Customs and Border Protection (CBP) recently announced the establishment of a mutual recognition agreement between Mexico and the United States, as of October 17, 2014.
A mutual recognition agreement between the U.S. C-TPAT program and another country—in this case Mexico’s Tax Administration Service (SAT)—certifies that the foreign customs program’s requirements and regulations are similar to those of C-TPAT, and produces benefits for companies operating in mutually recognized countries.
In particular, the US-Mexico mutual recognition agreement provides for increased cooperation between C-TPAT and SAT’s New Certified Companies Scheme (NEEC), the Mexican equivalent to C-TPAT.
Mutual recognition between the U.S. and Mexico allows processes pertaining to importing and exporting between the two countries to become more simplified.
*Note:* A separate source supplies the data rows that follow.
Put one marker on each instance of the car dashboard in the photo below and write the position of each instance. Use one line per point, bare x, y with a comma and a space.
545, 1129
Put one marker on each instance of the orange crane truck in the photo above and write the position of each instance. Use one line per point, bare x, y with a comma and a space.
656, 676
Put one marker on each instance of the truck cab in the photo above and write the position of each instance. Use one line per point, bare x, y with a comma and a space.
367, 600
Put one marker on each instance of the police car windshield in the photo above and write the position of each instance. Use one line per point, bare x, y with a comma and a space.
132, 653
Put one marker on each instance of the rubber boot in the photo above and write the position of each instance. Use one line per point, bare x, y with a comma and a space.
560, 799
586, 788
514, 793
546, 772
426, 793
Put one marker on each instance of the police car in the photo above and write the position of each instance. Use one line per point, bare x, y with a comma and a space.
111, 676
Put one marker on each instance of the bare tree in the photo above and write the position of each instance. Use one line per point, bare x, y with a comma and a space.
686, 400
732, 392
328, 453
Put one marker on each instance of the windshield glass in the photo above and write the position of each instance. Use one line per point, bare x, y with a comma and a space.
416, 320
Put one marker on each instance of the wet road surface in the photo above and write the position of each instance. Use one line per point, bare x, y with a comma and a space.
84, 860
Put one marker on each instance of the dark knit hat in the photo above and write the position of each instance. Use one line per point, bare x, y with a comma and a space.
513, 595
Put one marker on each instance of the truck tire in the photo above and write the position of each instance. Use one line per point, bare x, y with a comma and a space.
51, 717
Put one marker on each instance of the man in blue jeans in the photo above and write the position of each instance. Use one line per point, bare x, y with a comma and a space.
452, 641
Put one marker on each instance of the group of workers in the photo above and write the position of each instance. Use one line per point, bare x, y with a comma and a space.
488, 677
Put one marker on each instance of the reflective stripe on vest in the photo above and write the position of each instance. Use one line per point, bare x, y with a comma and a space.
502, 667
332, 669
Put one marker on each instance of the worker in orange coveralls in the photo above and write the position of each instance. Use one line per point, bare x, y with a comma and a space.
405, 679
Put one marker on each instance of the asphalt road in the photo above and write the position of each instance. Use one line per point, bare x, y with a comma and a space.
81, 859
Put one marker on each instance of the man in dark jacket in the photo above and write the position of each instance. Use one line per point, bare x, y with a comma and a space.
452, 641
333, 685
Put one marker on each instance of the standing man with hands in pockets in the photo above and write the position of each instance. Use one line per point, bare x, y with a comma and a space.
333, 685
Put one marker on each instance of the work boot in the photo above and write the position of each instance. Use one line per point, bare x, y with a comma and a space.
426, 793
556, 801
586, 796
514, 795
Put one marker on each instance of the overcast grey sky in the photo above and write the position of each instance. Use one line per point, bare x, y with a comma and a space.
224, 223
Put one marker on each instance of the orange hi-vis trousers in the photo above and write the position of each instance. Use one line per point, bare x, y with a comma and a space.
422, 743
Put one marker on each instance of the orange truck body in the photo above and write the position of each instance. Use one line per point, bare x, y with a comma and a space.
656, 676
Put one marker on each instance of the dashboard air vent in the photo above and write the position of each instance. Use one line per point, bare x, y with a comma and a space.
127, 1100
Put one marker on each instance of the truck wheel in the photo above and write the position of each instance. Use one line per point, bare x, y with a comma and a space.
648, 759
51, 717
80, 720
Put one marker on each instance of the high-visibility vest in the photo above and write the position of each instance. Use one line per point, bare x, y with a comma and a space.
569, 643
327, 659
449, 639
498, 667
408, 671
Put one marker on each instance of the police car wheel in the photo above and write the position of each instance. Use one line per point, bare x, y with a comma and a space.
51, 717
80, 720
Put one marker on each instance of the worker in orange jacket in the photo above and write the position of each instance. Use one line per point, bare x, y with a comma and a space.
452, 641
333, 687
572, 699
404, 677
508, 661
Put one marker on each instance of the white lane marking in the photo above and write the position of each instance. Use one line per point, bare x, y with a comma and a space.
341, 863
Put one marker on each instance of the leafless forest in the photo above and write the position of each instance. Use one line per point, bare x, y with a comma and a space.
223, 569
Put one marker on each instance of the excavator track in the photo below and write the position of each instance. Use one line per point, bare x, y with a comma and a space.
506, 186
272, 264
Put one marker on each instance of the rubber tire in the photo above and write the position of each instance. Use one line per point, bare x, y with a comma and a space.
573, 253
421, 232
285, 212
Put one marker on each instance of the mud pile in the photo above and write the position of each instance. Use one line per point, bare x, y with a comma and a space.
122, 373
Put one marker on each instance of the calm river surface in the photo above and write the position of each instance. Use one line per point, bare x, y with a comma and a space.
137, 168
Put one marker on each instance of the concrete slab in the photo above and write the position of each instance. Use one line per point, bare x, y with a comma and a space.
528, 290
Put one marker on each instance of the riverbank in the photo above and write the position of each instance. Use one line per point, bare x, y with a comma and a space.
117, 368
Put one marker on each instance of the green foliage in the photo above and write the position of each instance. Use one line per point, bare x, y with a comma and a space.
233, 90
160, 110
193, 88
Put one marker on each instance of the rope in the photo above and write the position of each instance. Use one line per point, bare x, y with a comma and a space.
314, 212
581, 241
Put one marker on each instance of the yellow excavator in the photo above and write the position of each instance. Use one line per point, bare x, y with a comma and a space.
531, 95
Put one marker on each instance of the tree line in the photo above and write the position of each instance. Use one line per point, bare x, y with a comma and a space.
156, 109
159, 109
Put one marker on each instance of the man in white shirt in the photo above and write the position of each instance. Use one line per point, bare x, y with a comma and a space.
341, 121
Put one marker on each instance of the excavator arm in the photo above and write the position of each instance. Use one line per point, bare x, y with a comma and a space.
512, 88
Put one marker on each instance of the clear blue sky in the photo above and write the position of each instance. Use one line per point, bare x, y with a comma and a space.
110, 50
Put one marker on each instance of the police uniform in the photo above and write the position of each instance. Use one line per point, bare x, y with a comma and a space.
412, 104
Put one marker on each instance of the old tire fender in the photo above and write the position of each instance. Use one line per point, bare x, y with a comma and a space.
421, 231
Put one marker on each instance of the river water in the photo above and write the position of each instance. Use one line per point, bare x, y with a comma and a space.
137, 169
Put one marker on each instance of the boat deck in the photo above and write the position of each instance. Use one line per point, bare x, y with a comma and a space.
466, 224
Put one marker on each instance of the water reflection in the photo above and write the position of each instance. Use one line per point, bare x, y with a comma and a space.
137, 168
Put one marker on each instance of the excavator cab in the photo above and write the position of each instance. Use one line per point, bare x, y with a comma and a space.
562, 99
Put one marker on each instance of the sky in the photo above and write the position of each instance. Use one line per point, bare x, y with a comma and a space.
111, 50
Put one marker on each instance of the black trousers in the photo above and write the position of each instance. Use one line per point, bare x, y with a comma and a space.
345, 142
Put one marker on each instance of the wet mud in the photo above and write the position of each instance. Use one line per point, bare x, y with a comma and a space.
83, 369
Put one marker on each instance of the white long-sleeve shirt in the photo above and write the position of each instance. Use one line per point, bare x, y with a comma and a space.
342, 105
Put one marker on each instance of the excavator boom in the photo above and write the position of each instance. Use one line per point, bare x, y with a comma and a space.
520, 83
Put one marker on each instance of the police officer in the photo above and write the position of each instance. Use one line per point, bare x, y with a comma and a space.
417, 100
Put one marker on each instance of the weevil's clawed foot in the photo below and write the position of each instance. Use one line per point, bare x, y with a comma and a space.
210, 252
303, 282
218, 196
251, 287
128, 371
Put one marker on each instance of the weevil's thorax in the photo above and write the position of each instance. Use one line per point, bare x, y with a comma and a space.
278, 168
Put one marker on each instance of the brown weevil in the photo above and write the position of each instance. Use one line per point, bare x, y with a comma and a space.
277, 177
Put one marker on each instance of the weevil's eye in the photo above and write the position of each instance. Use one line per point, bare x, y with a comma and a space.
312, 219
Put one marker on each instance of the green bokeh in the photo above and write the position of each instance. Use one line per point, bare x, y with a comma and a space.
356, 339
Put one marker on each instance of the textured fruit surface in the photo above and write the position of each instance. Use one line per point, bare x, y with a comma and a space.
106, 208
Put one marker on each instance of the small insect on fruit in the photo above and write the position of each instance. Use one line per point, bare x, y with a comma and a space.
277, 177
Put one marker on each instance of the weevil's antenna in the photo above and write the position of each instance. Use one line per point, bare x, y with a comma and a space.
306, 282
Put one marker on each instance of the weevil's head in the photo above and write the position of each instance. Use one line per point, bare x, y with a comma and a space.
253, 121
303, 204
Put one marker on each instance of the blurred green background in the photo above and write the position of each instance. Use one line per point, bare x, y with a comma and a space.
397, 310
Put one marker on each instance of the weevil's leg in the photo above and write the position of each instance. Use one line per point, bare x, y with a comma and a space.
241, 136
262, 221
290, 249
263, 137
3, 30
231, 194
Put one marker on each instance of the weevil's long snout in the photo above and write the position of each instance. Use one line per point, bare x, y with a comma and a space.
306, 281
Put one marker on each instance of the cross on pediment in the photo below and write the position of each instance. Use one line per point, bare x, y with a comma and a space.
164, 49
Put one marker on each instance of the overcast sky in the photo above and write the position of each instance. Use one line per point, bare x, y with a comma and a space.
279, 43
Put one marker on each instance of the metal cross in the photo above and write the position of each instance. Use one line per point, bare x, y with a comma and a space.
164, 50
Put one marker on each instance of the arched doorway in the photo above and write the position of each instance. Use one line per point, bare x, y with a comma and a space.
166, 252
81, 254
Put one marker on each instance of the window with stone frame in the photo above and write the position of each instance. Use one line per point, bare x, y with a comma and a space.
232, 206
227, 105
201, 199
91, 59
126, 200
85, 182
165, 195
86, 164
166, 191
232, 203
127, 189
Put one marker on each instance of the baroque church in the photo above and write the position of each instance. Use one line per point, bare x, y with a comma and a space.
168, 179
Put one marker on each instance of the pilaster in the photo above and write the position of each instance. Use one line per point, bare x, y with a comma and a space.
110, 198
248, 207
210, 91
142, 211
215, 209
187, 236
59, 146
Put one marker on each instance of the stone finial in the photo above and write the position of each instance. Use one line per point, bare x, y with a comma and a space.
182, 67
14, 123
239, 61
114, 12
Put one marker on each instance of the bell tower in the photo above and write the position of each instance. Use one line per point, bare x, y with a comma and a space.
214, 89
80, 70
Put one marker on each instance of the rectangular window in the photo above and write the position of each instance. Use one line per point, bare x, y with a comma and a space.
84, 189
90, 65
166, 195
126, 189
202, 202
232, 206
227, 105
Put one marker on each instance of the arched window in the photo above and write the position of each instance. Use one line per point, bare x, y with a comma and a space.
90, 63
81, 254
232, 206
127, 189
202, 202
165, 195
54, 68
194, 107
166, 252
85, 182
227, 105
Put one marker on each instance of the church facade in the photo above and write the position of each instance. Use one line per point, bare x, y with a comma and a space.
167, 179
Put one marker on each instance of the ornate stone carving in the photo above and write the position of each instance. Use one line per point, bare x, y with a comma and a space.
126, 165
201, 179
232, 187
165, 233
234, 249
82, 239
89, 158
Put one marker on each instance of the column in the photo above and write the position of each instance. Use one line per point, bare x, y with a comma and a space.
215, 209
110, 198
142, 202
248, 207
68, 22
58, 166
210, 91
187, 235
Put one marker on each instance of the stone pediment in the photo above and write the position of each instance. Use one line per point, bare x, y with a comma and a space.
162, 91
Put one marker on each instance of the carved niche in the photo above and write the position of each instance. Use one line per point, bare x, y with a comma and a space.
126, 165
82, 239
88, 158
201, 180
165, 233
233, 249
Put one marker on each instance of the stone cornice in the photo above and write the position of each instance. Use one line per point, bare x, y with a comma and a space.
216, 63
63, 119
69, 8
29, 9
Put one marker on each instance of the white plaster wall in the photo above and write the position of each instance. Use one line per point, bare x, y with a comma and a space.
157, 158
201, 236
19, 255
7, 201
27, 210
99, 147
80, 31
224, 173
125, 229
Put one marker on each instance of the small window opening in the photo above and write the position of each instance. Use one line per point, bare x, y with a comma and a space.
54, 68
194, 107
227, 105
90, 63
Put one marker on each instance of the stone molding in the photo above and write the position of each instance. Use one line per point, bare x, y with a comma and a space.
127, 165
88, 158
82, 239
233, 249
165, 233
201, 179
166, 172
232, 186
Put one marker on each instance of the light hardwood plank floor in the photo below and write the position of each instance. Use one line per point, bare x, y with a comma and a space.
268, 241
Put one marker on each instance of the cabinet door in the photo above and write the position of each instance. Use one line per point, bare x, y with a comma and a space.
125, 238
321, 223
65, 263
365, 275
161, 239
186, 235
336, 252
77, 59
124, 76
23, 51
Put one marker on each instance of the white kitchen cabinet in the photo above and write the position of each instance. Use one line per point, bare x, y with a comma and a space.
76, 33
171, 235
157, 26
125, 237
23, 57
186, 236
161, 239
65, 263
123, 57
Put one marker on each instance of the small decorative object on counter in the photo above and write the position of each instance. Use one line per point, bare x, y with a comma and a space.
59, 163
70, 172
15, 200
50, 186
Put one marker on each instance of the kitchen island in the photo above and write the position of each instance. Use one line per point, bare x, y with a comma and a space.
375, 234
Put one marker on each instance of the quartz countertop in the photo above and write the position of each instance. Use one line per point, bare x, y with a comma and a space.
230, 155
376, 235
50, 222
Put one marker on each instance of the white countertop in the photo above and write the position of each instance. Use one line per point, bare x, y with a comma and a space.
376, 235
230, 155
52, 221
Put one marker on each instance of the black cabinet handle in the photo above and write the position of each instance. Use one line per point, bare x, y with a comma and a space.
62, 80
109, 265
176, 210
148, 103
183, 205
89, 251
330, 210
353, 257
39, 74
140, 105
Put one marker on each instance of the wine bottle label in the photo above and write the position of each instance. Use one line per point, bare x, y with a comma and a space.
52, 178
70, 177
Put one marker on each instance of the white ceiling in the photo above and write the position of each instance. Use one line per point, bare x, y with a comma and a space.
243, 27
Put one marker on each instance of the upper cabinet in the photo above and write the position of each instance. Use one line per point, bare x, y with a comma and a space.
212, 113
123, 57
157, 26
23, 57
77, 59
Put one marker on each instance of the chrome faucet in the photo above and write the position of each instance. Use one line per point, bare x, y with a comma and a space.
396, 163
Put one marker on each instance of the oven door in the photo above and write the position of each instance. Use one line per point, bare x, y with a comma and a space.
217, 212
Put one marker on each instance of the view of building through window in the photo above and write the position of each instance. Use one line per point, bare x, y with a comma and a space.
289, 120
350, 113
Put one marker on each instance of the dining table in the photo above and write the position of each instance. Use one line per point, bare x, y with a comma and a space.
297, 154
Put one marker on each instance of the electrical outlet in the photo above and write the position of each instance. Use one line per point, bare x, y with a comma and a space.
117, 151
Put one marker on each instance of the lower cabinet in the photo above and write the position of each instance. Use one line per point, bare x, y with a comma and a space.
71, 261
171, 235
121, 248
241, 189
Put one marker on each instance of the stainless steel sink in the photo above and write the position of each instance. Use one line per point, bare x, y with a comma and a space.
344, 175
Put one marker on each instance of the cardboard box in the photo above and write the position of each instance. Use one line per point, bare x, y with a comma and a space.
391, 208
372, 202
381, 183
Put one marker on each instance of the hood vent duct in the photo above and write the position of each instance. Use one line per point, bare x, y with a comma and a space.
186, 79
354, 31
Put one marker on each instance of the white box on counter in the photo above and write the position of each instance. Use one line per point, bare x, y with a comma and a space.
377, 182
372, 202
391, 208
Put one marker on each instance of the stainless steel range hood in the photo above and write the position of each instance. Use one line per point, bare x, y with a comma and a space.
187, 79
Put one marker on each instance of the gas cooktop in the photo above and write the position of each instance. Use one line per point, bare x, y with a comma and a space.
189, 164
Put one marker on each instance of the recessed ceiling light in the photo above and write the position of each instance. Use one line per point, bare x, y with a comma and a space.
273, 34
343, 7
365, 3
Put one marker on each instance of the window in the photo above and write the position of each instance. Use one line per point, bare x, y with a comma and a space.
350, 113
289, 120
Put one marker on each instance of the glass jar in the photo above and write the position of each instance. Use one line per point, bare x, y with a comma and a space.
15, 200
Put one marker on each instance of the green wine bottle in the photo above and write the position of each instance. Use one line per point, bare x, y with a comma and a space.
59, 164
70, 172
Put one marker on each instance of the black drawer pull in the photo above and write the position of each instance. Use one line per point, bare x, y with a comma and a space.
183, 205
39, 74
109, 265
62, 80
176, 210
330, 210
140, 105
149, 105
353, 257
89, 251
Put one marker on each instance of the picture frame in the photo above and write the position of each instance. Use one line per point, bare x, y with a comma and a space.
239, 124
Imports and exports exchanged between the U.S. and Mexico are subject to the following benefits as a result of the mutual recognition agreement:
- Faster validation process
- Fewer exams of cargo
- Common security standards
- Higher levels of customs efficiency
- Front-of-the-line processing
- Marketability
Additionally, the U.S. has mutual recognition agreements with the following supply chain security programs: New Zealand, Canada, Japan, Korea, Jordan, the European Union, Taiwan, and Israel.